Father jailed for wounding young son two times

A father found guilty of two counts of wounding and cruelty to a child was sentenced recently to 18 months’ imprisonment.

The charges related to two separate incidents when the defendant’s son was between the ages of seven and nine.

On the first occasion the man hit him on the head with a piece of wood. On the second occasion he hit him on the arm with a machete.

In both incidents the boy was cut and the man sewed the cuts himself with needle and thread instead of taking him to a hospital for the treatment he required. These acts led to the charges for cruelty to a child – wilfully ill-treating him by suturing his head and arm without medical assistance.

The matters came to the attention of authorities more than a year later, when the boy jumped from the roof of a house in order to escape from his father, who was shouting at him. The boy injured his foot, but made his way to a neighbor’s house and someone there called police.

That incident led to a charge of using threatening and abusive behavior with intent to cause the boy to believe that immediate unlawful violence would be used against him.

Defense attorney Steve McField told the court that the man loved his son, was very contrite, and could still be a good father if the court would give him a chance. Having pleaded not guilty, he now accepted that what he did was not right. The two incidents had occurred out of frustration because the man wanted “a perfect boy.”

Mr. McField pointed out that the man had no previous convictions; he produced several references attesting to the defendant’s character and charitable work in the community.
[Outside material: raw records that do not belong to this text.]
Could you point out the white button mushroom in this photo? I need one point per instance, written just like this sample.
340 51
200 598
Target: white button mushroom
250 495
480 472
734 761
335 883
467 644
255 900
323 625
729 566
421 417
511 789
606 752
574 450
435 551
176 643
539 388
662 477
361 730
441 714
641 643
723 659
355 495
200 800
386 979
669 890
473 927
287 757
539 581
Justice Michael Mettyear said the evidence in the case revealed a sad and, in some ways, tragic story. The man had married and settled down in Cayman. He subsequently acknowledged the boy as his son from a previous relationship, and his wife agreed that he should bring the boy into their home.
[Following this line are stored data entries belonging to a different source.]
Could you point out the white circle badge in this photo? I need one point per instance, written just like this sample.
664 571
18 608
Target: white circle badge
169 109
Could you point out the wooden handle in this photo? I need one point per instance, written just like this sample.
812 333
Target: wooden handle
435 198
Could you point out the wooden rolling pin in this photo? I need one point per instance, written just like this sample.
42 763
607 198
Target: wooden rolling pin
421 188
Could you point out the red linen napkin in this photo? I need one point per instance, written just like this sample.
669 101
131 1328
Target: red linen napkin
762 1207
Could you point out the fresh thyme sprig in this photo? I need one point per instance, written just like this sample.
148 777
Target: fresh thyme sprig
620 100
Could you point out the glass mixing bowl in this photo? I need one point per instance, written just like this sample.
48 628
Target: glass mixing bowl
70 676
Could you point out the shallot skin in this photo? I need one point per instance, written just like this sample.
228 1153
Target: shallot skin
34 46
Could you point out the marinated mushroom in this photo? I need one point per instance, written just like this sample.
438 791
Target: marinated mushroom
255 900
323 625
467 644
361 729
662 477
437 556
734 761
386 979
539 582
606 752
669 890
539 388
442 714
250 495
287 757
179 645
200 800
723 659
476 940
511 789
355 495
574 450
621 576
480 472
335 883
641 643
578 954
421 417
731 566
“I have no reason the think that, at that early stage, you had any motive other than to provide for your son and do well by him,” Justice Mettyear told the defendant. “Indeed, he was provided with a bedroom and bathroom in a house he regarded as a mansion. You educated, clothed and fed him. The problem was that you seemed to have had unrealistically high expectations of him.”
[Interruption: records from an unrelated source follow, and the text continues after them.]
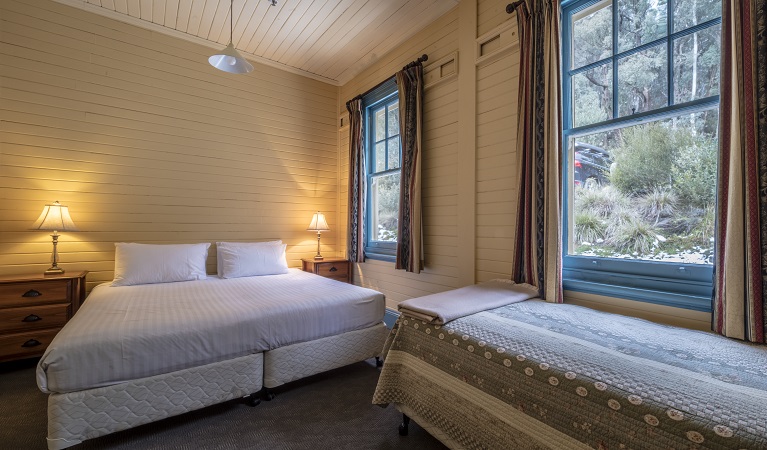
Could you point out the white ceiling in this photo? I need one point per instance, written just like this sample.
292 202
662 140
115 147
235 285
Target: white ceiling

When the man found fault with the boy, his expectations led to frustration and impatience that turned to anger and violence, the judge continued. The boy’s love and affection turned to apprehension and fear.

Justice Mettyear noted that he did not have any medical evidence as to the seriousness of the boy’s wounds. The father had thought suturing was required, but he was untrained and it was not clear he was correct. Crown Counsel Alex Upton provided photographs of the boy’s head and arm during the trial. There was no suggestion that he had been left with any permanent injury.

In all the circumstances, the judge categorized the injuries as significant but not serious. An aggravating factor both times was the use of a weapon.

The judge said he had thought that the minimum sentence he could pass would be two years, but the fact that the man finally admitted his fault in the matter meant there was room for mercy. He accepted the father’s contrition and said the change of heart gave him hope for any chance of reconciliation between the defendant and his son.

The two sentences for wounding were 18 months each; six months for each charge of cruelty, and nine months for the count of threatening behavior. All are to be served concurrently.

The man’s wife had been charged with one count of cruelty to a child, but the jury found her not guilty. The charges first came before the court in June, 2014.



  1. I am almost at a loss for words. I am not against spanking a child if that is needed but it should not be done as a first option and should never be done out of anger. Also, when you find yourself with a piece of lumber or a machete in your hand it is a very good indication that you have gone too far.

    Boys especially need the love, guidance and leadership that only a father can provide. Many of the problems that we have in our society with young men these days can be linked to not having a father in the home or having a father like the person described in this article.

    I would like to take this opportunity to ask women to stop having children without the consent of the fathers and if at all possible not to have them outside of the institution of marriage. I would also like to encourage men to be men and to understand that men never abandon their children under any circumstances.